PDZ domains (constituents of scaffold proteins) are easy to predict, but the interacting proteins less so. For one PDZ domain protein, PSD-95 (Cho etal. 1992), originally identified as part of the post-synaptic density, the interacting proteins are known to interact through their C termini. This is true for the beta-adrenergic receptors (Hu et al. 2000 and refs therein) where the signature ESKV from the beta 1 subtype is important, and is consistent with the generalized pattern S/TXV(L/I). Recently, the multi-PDZ domain protein MUPP1 has been shown to interact with the extreme C-terminal SSV sequence of the 5-HT2C receptor (Becamel etal. 2001).

These specific examples are important because they indicate that while some general domain features of receptor sequences are easily identified, teasing out more specific features to understand the biology, will only emerge from very specific experimentation.

(iv) Knowledge of the receptor interactions with heterotrimeric G proteins has important implications for work on all receptors, particularly orphans. Being able to predict the correct heterotrimeric G protein family-receptor association will help assay development and functional studies. For any receptor, possible functional effects of genetic variations will be important in the context of disease associations. The current knowledge on key amino acid residues has been gleaned from years of extensive biochemical studies, typically by performimg site-directed mutagenesis experiments and generating chimeric receptors. The results of these studies demonstrate that most of the intracellular regions (loops and C terminus) of a receptor are implicated (Wess 1998).

Computational approaches to predict the G protein coupling profiles, using primary sequence data, have been published for known receptors. Vriend and colleagues applied a sequence analysis method (corelated mutation analysis—CMA) on aminergic and adenosine receptors (Horn et al. 2000).

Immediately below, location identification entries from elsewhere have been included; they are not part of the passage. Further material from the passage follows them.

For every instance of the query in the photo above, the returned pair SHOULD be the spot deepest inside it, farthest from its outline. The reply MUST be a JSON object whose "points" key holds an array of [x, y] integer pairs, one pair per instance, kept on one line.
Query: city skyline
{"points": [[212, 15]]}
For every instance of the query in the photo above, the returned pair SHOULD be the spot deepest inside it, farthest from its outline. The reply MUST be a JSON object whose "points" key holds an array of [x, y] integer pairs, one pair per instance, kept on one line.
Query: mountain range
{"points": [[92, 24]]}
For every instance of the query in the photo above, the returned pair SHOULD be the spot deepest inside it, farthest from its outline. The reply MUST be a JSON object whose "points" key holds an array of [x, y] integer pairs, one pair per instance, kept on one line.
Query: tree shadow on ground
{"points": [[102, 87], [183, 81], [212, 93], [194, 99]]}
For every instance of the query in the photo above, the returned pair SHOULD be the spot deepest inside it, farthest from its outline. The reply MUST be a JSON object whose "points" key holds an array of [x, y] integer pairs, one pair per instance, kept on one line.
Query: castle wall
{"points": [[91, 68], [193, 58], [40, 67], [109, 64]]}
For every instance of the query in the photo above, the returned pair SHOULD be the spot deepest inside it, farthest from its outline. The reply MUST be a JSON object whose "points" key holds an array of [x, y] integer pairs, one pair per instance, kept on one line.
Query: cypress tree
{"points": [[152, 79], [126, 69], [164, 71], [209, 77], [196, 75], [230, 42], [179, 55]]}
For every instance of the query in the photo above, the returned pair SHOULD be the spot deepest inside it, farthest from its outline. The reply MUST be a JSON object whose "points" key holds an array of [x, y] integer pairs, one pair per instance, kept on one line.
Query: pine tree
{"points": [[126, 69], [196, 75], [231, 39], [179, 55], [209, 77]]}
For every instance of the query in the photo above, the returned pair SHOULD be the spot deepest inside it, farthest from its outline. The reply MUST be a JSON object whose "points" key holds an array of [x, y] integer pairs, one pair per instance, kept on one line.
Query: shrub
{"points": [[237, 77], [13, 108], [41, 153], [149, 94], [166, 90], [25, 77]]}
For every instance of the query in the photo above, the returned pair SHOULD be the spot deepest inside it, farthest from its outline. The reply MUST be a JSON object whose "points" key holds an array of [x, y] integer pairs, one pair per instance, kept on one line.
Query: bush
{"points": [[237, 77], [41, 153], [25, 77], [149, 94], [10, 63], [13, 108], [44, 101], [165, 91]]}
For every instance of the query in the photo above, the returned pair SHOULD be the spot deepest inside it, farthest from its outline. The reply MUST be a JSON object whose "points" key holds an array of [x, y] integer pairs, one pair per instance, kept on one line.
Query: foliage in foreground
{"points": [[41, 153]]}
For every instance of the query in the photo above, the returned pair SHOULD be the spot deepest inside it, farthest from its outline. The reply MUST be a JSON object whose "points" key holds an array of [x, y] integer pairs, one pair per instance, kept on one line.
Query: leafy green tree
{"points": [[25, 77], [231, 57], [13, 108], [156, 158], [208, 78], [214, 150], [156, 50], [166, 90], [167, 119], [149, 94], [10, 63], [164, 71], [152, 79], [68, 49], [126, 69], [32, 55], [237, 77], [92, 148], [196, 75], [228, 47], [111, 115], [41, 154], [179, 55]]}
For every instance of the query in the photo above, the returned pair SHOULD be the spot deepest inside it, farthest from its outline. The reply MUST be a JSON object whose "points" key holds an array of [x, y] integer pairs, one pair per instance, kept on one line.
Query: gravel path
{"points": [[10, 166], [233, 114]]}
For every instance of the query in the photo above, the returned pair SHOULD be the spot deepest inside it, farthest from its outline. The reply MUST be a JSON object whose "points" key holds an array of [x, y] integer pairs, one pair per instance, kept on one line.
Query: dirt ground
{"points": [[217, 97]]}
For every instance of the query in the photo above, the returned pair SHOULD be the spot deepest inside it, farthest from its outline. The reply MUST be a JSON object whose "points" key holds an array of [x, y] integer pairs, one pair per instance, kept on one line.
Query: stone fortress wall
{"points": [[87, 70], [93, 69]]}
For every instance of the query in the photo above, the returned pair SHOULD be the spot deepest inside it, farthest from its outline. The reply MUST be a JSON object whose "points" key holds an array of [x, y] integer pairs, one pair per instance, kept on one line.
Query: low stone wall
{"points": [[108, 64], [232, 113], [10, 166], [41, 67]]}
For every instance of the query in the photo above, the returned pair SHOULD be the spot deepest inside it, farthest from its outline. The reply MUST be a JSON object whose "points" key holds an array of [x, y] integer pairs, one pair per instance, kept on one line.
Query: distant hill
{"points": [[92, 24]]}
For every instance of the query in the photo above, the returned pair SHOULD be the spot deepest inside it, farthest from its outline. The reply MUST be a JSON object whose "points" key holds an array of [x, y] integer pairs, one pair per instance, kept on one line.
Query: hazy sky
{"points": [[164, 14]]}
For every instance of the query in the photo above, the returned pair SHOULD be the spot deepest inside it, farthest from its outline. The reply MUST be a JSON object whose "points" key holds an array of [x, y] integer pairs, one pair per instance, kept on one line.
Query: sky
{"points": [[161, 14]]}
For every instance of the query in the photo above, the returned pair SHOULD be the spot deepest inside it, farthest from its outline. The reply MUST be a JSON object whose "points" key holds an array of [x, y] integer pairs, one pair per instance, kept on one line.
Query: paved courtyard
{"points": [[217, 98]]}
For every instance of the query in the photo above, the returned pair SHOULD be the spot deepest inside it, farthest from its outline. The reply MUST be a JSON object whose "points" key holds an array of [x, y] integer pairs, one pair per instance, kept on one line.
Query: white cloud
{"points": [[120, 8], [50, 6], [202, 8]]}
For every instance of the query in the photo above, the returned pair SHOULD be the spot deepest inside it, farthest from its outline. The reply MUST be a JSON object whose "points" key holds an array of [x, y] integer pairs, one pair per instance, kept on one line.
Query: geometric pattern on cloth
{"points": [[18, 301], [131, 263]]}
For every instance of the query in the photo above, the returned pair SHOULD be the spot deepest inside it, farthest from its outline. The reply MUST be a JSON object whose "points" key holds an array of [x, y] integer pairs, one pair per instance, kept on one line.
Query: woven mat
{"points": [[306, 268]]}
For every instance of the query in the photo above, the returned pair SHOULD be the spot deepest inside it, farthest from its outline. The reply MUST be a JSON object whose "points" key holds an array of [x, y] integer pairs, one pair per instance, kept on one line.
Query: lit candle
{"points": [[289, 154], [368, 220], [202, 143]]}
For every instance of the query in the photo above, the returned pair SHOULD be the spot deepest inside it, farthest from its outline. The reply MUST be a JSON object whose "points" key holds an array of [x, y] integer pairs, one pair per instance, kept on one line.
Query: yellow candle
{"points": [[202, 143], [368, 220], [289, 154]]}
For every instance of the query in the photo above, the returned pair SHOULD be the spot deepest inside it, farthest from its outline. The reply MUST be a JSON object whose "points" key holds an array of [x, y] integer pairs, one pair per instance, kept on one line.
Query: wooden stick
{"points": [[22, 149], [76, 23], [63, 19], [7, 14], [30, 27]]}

The conclusion was that a weak signal could be detected in receptor families where specialization for coupling to a given G protein occurred during a recent divergent evolutionary event, for example, with the muscarinic receptors.

An alternative data mining method for predicting coupling specificity of G protein coupled receptors to their G proteins, has combined pattern discovery and membrane topology prediction. The patterns were derived by analysing a set of receptor sequences for which the literature indicated clear non-promiscuous coupling to G proteins. The method discovered patterns of amino acid residues in the intracellular domains that are specific for coupling to particular functional classes of G proteins and hence can be used to predict coupling specificity of orphans (Moller et al. 2001).